One fascinating angle is the connection to Yevgeny Prigozhin, the founder of the Wagner mercenary group, who just happens to own the café where the blast happened and has turned it over to a war hawk group called Cyber Front Z to use for its meetings and events; Prigozhin is said to have been close to fellow ex-convict Tatarsky. One theory bruited about by some pundits is that Tatarsky’s killing may have been a warning from the Kremlin to Prigozhin, who has recently been at loggerheads with Russian authorities and may be seen as getting too big for his britches. Or perhaps Prigozhin himself wanted to make a martyr of his friend to boost his own status and portray himself as a noble avenger. Prigozhin was certainly quick to use Tatarsky’s death for propaganda and public relations: shortly after the bombing, he posted a video of himself planting a Russian flag on some rubble in Bakhmut that he claimed was the city hall building and saying that it was in tribute to Tatarsky. And yet, in another odd detail, the Wagner chief has also said that he “would not accuse the Kyiv regime” of orchestrating the attack and that he believes it is “the work of a group of radicals unlikely to have any links to the government.”

It is also worth noting that an entity calling itself the National Republican Army and claiming to be a group of Russian freedom fighters has, in fact, claimed responsibility for the killing of “the well-known warmonger and war propagandist” Tatarsky. (The statement also denied any connection to Trepova while hailing her courage as an anti-war protester.) But there is some serious doubt as to whether this group, which previously claimed to have carried out the car bombing that killed war propagandist Darya Dugina, actually exists. It could be a front used by Ukrainian intelligence to carry out operations it cannot claim openly. Or it could be, at least as plausibly, an FSB operation—intended, among other things, to draw out potential domestic anti-Kremlin subversives.


Given Tatarsky’s propensity for homicidal rhetoric, it’s difficult to disagree with the summary offered by expatriate Russian journalist Michael Nacke at the end of his YouTube program discussing the war blogger’s murder: “When you call for death, it answers the call and comes to you—and comes for you.”

Of course, that doesn’t mean the bombing was a morally righteous act. Moscow Times commentator Konstantin Pakhaliuk, who refers to the dead man as a “bloodthirsty character,” find such justifications troubling—especially considering the injuries to bystanders—and argues that it would have been far more just for Tatarsky to be brought to trial. And, given that Trepova was apparently duped and put in harm’s way, whoever planned the attack certainly falls short of good-guy status.

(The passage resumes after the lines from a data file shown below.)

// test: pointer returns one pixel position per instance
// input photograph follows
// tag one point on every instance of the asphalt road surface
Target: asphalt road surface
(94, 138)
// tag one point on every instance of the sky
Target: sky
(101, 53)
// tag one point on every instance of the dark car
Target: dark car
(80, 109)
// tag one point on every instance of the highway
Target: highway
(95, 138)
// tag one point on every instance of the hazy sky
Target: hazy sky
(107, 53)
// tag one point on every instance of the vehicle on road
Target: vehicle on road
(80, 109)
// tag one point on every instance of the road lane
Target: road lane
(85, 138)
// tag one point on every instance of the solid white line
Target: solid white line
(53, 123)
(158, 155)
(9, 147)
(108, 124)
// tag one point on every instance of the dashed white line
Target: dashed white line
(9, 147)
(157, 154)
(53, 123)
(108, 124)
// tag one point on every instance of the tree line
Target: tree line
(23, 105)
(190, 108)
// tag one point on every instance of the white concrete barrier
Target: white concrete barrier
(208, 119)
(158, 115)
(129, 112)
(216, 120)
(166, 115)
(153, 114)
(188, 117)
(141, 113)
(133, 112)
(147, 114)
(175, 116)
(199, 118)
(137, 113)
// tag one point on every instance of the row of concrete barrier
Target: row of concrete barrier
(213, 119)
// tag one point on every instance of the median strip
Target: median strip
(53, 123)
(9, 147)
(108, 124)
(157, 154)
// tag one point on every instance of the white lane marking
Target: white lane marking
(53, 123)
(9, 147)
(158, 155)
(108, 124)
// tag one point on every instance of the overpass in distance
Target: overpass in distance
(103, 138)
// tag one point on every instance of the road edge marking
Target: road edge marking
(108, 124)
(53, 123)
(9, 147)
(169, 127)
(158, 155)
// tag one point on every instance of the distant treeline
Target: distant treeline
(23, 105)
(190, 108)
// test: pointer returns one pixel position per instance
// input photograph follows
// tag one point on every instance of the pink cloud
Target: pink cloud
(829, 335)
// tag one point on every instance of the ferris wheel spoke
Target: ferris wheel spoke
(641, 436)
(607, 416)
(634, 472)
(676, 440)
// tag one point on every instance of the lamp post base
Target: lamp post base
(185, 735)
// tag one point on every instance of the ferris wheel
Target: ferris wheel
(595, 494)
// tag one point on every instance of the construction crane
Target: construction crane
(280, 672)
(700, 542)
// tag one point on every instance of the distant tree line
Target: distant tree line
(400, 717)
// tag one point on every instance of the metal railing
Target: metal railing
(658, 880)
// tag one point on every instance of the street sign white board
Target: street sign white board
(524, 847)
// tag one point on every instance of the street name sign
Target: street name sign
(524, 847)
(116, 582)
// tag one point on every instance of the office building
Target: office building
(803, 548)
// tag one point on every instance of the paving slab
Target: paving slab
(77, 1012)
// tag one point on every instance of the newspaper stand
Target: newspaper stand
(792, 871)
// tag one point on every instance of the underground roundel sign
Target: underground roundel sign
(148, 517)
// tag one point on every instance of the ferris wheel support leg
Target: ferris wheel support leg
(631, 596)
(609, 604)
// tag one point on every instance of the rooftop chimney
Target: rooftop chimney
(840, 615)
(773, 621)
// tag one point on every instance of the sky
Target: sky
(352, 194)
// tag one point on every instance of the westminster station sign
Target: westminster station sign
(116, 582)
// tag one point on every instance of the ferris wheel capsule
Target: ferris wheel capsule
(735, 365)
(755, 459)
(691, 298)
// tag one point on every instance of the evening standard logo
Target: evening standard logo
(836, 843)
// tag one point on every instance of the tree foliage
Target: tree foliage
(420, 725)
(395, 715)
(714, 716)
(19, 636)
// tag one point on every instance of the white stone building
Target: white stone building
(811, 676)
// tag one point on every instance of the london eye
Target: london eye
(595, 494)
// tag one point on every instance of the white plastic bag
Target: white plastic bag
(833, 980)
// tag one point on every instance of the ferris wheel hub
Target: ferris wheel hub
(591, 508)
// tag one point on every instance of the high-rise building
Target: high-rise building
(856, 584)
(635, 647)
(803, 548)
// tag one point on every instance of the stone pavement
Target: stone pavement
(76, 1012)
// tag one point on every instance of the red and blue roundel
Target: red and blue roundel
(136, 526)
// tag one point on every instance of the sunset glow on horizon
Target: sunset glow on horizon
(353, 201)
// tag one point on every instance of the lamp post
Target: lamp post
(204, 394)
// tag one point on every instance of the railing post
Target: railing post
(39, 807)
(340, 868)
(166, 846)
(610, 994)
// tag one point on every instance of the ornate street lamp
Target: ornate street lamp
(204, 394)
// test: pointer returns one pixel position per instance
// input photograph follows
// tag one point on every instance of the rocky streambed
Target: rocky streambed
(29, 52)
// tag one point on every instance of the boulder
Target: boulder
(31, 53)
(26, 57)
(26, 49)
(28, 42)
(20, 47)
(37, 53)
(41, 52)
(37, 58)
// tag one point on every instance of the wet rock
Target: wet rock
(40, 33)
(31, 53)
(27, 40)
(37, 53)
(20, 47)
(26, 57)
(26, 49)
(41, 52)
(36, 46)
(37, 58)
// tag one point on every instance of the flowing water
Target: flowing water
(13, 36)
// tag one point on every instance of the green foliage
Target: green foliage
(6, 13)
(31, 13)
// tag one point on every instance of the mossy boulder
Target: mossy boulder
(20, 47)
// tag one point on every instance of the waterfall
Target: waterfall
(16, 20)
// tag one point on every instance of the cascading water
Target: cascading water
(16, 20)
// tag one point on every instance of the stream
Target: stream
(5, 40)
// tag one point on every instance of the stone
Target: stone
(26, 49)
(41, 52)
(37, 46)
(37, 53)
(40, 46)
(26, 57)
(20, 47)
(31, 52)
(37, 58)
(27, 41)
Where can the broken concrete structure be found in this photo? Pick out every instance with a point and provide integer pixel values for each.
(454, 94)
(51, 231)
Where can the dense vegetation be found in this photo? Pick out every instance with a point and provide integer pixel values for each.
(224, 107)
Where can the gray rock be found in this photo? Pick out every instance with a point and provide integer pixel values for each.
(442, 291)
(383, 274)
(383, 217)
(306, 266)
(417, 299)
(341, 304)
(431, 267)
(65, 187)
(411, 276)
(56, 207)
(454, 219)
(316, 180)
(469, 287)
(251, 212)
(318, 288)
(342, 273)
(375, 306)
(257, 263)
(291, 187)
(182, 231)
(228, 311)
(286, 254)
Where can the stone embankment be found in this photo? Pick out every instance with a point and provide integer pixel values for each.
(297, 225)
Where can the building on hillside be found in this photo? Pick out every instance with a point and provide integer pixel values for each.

But if there may be no good guys in this story, we do know at least one indisputably bad guy involved: Vladlen Tatarsky, whose mix of authentic thuggery, pseudo-religiosity, and openly fascistic nationalism made him the perfect symbol of Russia’s war in Ukraine. Perhaps the best eulogy for Tatarsky was delivered on a YouTube stream by expatriate Russian political analyst Stanislav Belkovsky: Recalling the exchange from Berthold Brecht’s Galileo on whether the unhappy land is the one that has no hero or the one that needs a hero, Belkovsky concluded, “Unhappy is the land in which such a man becomes a hero.”